Comment by dehrmann

2 months ago

Not trolling, but I'd bet something that's augmented with generative AI. Not to the level of describing scenes with words, but context-aware interpolation.

17 comments

dehrmann

mort96 2 months ago

I don't want my video decoder inventing details which aren't there. I much rather want obvious compression artifacts than a codec where the "compression artifacts" look like perfectly realistic, high-quality hallucinated details.

doopp 2 months ago

A codec that uses AI isn't necessarily going to be using it to synthesize content. It could use it for things like improving rate-distortion optimizations and early-skip heuristics.
Modern video codecs are complex beasts.

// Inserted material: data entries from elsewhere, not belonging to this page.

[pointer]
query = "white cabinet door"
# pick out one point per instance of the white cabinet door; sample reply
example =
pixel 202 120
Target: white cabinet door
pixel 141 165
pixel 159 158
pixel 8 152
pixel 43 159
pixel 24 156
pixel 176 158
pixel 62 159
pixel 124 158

It's not as simple as "take a macroblock and find some motion vectors that minimize residual below a certain threshold, else code as intra-block". They have hundreds of mutually-exclusive techniques to compress a certain area of the frame. Determining which technique will require the smallest residual is done with fast early-skip heuristics that often make the wrong decision. The official manual for x265, the H.265/HEVC encoder (https://x265.readthedocs.io/en/master/cli.html), has literally hundreds of options, almost all about tuning these myriad of heuristics for your particular input.
AI can be used to enhance things like early-skip heuristics. "This block looks like it'll benefit from a really-detailed motion search in this particular area" or "we'll save bits if we bypass the DCT step and quantize the block directly" or "this frame should definitely be a B-frame". Encoders already use heuristics to do this (brute forcing all possible decisions to find which is optimal is too slow), but they don't always make the best decision. An AI could be used to improve that.
Now when I say AI, I'm not talking about massive, multi-billion weight monstrosities that synthesize nonsense, but extremely simple neural networks with a few thousand weights. The popular Opus codec uses a simple NN to estimate whether or not a frame of audio is speech or music, and uses that determination to decide whether to use their speech-optimized algorithm (SILK) or their music-optimized algorithm (CELT) to encode that particular frame. It's a short read but a very good one: https://jmvalin.ca/opus/opus-1.3/
This could be extended to video encoders without being used for interpolation where they would be liable to synthesize things that aren't there, DLSS-style.
cubefox 2 months ago
In case of many textures (grass, sand, hair, skin etc) it makes little difference whether the high frequency details are reproduced exactly or hallucinated. E.g. it doesn't matter whether the 1262nd blade of grass from the left side is bending to the left or to the right.
- mort96 2 months ago
  
  And in the case of many others, it makes a very significant difference. And a codec doesn't have enough information to know.
  Imagine a criminal investigation. A witness happened to take a video as the perpetrator did the crime. In the video, you can clearly see a recognizable detail on the perpetrator's body in high quality; a birthmark perhaps. This rules out the main suspect -- but can we trust that the birthmark actually exists and isn't hallucinated? Would a non-AI codec have just showed a clearly compression-artifact-looking blob of pixels which can't be determined one way or the other? Or would a non-AI codec have contained actual image data of the birth mark in sufficient detail?
  Using AI to introduce realistic-looking details where there was none before (which is what your proposed AI codec inherently does) should never happen automatically.
  
  9 replies →

km3r 2 months ago

https://blogs.nvidia.com/blog/rtx-video-super-resolution/

We already have some of the stepping stones for this. But honestly much better for upscaling poor quality streams vs just gives things a weird feeling when it is a better quality stream.

cubefox 2 months ago

Neural codecs are indeed the future of audio and video compression. A lot of people / organizations are working on them and they are close to being practical. E.g. https://arxiv.org/abs/2502.20762

afiori 2 months ago

AI embeddings can be seen as a very advanced form of lossy compression

randall 2 months ago

for sure. macroblock hinting seems like a good place for research.